Commission could reconsider jail move


At least one Lawrence County Commissioner says he is willing to do an about-face on moving the jail to Franklin Furnace, if that is in the best interest of the county.

“I’m not afraid to change my mind because we know the state isn’t doing their part,” Commissioner Bill Pratt said after the commissioners learned office equipment had been removed at the now closed Ohio River Valley Juvenile Correctional Facility in Scioto County. “If we need to change our mind, I’m for it.”

A year ago the state had offered a 100-bed unit at the facility for its jail, which has repeatedly failed to meet state inspection criteria. A month ago, the commissioners signed a $1 a year lease for 15 years to take over the facility.

“I’m not afraid to default on the lease,” Pratt said. “If the state is not doing their part, I’m not for doing it.”

Pratt made his statements at Thursday’s commission meeting following Lawrence County Sheriff Jeff Lawless detailing the removal of furniture without informing the sheriff, plus other changes the state has made that are canceling out cost savings the county was counting on.

Commission President Les Boggs responded to the news by setting up a meeting on Monday with Lawless and other unnamed officeholders.

“I’m not happy about this,” Boggs said. “I had no idea about these things. I have to calculate concerns and costs on this. We have got to get things ironed out one way or the other.”

The state has put on a new roof and is committed to building a separate sally port and fencing at the ORV, but the county will have to pay for new booking and visitors areas.

“The previous estimate to build the booking area was between $5,000-$8,000,” Lawless said reading from a five-page letter. “However, after a walk-through with state officials, and their suggestions, I will need to get that estimate updated.”

The county had gotten an estimate to build a visitors area of between $15,000 to $22,000.

“Again, the state officials were not completely opposed to our ideas,” Lawless said. “They suggested cutting holes in the concrete block wall between the two gymnasiums, placing heavy glass in place and providing intercoms for each visitors. This will require another bid.”
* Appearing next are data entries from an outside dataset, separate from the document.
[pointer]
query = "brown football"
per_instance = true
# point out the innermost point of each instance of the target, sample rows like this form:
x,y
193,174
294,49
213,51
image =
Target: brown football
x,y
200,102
When Lawless discovered on Tuesday the office furniture was gone, he contacted Marie Scott at the department of rehabilitation and corrections, who told him the items were state property and had to be inventoried and tagged.

“She told me that they would dispose of items they felt were junk and it may be possible to retrieve the items, but she was not sure of the process or if we would have to purchase these items from state surplus.”

Scott then asked about security control for the facility. Lawless said he hoped to use the system that was in place. Scott said she wasn’t sure if that system was still there.

“If it has been removed, it will cost several thousands of dollars to replace it,” the sheriff said.

The state will run state-of-the-art cable to the building, but the county will have to put all the phones in and contract with a phone company.

“Since the phones have been removed, I have no idea what that will cost at this time,” he said.

On top of these unexpected costs, the sheriff’s office will also have to provide inmate clothing, mattresses, bed linens, handcuffs and shackles, expected to cost $20,648; inmate eating tables at $15,000 for all four pods; televisions for $400 a piece; inmate lockers at $400 each, plus cameras, door entry system, gun lockers and parking.

“It seems that every corner we turn we find another expense, so the costs continue to mount,” Lawless said. “The time has come for you three men to either provide me the funds/ budget to move this forward or stand up and say ‘We have done everything we can and just cannot come up with the funds at this point to take on the ORV facility’.”

After the meeting Pratt called the state’s actions “below the belt. The state wants that building utilized. They are pushing that building on us to keep from having a black eye for having a $20 to $30 million building closed. That is taxpayers’ money. They are using us to get it back open and not providing us much help.”